Oswald de Andrade, em seu manifesto literário de 1928, reelaborou o conceito de  antropofagia. De forma metafórica, sugeriu que se deglutisse tudo o que vinha de fora – principalmente as ideias e modelos europeus – com visão crítica e transformasse em algo, de fato, nacional. Usando como base a teoria do documento modernista, o artista e ativista Mundano fez um mural, o maior de sua carreira, com 37 metros de altura, no coração de São Paulo. Com mais de 200 quilos de cinzas recolhidas na Amazônia, Pantanal, cerrado e Mata Atlântica – sim, ele esteve nos locais acompanhando o desastre natural causado pelas queimadas -, tratou de produzir tinta e fazer uma releitura do quadro O Lavrador de Café, feito por Cândido Portinari em 1934. 

Na sua versão, inspirada em um dos bombeiros que conheceu na expedição, a obra tornou-se O Brigadista da Floresta, na empena de um prédio na rua Capitão Mor Jerônimo Leitão. Ele já havia realizado experiência parecida quando fez a releitura de Operários, de Tarsila do Amaral, com a lama que cobriu grande parte da cidade de Brumadinho, após o rompimento de uma barragem de mineração, e ceifou centenas de vidas.
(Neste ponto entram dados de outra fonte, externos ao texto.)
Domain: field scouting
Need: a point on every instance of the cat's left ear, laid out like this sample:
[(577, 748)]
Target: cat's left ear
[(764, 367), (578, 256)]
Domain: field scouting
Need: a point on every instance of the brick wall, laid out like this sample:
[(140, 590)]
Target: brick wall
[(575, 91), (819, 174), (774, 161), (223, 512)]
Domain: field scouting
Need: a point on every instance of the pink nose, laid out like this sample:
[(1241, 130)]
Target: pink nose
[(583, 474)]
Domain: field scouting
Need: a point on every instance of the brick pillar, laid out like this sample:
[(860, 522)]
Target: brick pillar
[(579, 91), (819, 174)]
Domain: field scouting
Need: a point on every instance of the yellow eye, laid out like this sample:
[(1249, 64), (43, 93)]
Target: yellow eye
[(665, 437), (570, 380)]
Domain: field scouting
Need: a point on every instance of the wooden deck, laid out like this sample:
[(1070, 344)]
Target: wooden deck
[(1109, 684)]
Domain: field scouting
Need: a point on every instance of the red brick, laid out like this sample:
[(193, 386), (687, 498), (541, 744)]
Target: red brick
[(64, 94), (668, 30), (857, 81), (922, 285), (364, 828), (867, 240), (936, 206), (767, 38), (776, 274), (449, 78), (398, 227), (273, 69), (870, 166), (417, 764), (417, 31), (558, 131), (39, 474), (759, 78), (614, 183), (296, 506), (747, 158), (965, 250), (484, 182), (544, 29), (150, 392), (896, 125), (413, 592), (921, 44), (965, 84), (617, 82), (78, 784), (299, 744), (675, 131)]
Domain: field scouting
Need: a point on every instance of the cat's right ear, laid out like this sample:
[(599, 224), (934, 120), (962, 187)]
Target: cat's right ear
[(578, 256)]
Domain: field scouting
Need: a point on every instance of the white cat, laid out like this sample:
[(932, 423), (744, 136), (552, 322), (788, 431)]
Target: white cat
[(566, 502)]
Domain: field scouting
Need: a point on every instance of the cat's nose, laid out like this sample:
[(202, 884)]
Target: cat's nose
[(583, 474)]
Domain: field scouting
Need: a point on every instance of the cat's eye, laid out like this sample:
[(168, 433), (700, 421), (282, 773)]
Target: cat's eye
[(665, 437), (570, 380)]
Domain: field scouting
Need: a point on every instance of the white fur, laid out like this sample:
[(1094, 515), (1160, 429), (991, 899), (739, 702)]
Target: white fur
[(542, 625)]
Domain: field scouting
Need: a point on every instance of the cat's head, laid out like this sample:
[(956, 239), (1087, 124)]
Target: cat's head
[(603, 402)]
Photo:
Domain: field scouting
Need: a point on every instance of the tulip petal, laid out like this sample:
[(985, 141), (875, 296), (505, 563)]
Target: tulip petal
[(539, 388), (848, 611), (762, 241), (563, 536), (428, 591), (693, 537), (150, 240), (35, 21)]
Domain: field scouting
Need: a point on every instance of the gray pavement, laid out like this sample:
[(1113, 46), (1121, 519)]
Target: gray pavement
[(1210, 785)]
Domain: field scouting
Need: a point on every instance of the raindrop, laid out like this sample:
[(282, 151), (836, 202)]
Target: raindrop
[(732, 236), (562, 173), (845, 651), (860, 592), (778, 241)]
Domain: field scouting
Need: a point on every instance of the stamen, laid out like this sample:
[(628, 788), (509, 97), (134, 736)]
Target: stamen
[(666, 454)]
A obra foi feita em 2020, próxima ao Mercado Municipal de São Paulo. 

“Quando uso a lama de Brumadinho, que é a prova de um crime ambiental, que ninguém quer ver aquele rejeito da mineração, não serve para nada, ou as cinzas da floresta, é antropofagia pura. Porque a gente vê que a gente comeu a floresta, consumiu, queimou, sobrou cinzas. Essa matéria prima que ninguém quer, que não serve para nada, mostra que dá para construir beleza, dá para criar narrativas”, explica o artista. Confira, a seguir, a entrevista exclusiva que ele deu à Agenda Tarsila: 

Essa é a maior pintura que você fez na sua carreira. Queria que falasse a razão da escolha desta obra de Portinari, como surgiu a ideia e como foi a composição deste mural?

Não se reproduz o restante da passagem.